Bug #14115
openc-d-s reniceAll takes a very long time and holds up SqueueChecker updates and initial job submission
0%
Description
reniceAll is taking many many times longer than the PollPeriod. see this partial c-d-s log output with added debug prints:
Aug 23 22:50:00 arvados-master-eglyx crunch-dispatch-slurm[5633]: 2018/08/23 22:50:00 SqueueChecker.check(): calling sqc.notify.Broadcast() Aug 23 22:50:00 arvados-master-eglyx crunch-dispatch-slurm[5633]: 2018/08/23 22:50:00 SqueueChecker.start goroutine loop: check() took 2.149983887s Aug 23 22:50:00 arvados-master-eglyx crunch-dispatch-slurm[5633]: 2018/08/23 22:50:00 SqueueChecker.start goroutine loop: reniceAll() took 1.16567ms Aug 23 22:50:10 arvados-master-eglyx crunch-dispatch-slurm[5633]: 2018/08/23 22:50:10 SqueueChecker.check(): calling sqc.notify.Broadcast() Aug 23 22:50:10 arvados-master-eglyx crunch-dispatch-slurm[5633]: 2018/08/23 22:50:10 SqueueChecker.start goroutine loop: check() took 2.160180571s Aug 23 22:50:28 arvados-master-eglyx crunch-dispatch-slurm[5633]: 2018/08/23 22:50:28 SqueueChecker.start goroutine loop: reniceAll() took 17.809860522s Aug 23 22:50:28 arvados-master-eglyx crunch-dispatch-slurm[5633]: 2018/08/23 22:50:28 SqueueChecker.start goroutine loop: consuming ticker without update Aug 23 22:50:29 arvados-master-eglyx crunch-dispatch-slurm[5633]: 2018/08/23 22:50:29 SqueueChecker.check(): calling sqc.notify.Broadcast() Aug 23 22:50:29 arvados-master-eglyx crunch-dispatch-slurm[5633]: 2018/08/23 22:50:29 SqueueChecker.start goroutine loop: check() took 1.109416296s Aug 23 22:54:16 arvados-master-eglyx crunch-dispatch-slurm[5633]: 2018/08/23 22:54:16 SqueueChecker.start goroutine loop: reniceAll() took 3m46.741228235s Aug 23 22:54:16 arvados-master-eglyx crunch-dispatch-slurm[5633]: 2018/08/23 22:54:16 SqueueChecker.start goroutine loop: consuming ticker without update Aug 23 22:54:18 arvados-master-eglyx crunch-dispatch-slurm[5633]: 2018/08/23 22:54:18 SqueueChecker.check(): calling sqc.notify.Broadcast() Aug 23 22:54:19 arvados-master-eglyx crunch-dispatch-slurm[5633]: 2018/08/23 22:54:18 SqueueChecker.start goroutine loop: check() took 391.544338ms
The comment at the top of reniceAll() admits that it is slow:
// This is slow (it shells out to scontrol many times) and no // other goroutines update sqc.queue or any of the job fields // we use here, so we don't acquire a lock.

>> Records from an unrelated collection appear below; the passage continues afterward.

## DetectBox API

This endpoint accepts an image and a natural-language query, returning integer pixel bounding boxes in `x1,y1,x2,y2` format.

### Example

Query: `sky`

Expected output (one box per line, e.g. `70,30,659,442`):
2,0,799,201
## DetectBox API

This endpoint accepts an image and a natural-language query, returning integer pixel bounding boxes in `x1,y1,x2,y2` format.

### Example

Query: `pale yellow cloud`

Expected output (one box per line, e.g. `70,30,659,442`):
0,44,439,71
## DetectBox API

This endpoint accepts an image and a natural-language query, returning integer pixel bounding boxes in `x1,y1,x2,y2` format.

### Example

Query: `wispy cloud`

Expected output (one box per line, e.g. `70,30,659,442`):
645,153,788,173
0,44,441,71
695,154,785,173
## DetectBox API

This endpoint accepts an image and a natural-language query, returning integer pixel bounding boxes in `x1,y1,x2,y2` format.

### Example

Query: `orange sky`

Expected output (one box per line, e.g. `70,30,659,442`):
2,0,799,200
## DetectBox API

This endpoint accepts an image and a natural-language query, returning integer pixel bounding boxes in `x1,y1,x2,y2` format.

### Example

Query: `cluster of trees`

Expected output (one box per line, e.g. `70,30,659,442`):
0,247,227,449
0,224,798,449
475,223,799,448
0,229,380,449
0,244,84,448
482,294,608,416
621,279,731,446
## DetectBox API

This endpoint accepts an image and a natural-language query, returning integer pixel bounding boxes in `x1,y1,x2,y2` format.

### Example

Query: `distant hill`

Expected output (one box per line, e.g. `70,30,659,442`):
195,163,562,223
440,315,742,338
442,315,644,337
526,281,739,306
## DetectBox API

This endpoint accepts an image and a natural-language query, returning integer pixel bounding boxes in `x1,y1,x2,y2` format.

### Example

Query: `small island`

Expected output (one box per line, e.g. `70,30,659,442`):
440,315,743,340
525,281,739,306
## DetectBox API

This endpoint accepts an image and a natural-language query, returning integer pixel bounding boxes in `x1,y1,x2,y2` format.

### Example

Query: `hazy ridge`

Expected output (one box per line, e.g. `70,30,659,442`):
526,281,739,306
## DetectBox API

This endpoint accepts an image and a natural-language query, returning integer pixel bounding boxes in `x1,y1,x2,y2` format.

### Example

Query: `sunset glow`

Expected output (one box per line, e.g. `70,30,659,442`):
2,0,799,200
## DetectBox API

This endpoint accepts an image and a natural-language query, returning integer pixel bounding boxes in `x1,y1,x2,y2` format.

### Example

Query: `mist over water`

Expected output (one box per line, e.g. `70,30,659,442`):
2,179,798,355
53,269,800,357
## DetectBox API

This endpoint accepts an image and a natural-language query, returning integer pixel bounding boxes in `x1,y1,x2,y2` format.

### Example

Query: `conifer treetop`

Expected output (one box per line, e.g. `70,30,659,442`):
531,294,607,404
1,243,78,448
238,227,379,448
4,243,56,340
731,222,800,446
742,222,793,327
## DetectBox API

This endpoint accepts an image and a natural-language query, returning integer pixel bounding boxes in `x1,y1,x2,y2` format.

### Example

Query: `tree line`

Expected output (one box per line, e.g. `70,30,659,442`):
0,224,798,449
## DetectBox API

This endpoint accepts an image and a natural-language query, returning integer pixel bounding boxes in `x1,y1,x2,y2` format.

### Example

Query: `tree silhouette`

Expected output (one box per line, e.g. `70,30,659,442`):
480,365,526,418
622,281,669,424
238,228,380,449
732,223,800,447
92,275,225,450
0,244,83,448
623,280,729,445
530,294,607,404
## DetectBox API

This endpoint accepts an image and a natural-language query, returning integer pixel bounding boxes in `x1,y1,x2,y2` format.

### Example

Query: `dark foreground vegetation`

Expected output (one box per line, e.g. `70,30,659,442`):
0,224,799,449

The comment was introduced recently along with removing the explicit locking in https://github.com/curoverse/arvados/commit/23574f4d4039641f9a9f624d3b16b64148de3826
The commit message there is: "13399: Don't block job submissions during release/renice batches." and although I cannot view issue 13399 the message suggests this is an attempt to stop reniceAll from blocking submission of jobs to SLURM. However, reniceAll still blocks the SqueueChecker main loop goroutine from getting to the next iteration of check, which in turn blocks the sqc.notify.BroadCast, so all goroutines that enter sqc.notify.Wait() while reniceAll is running will be blocked until it completes (and the next check completes). I would note that includes HasUUID() which is called at the beginning of runContainer, so it will delay the submission of the container until reniceAll returns.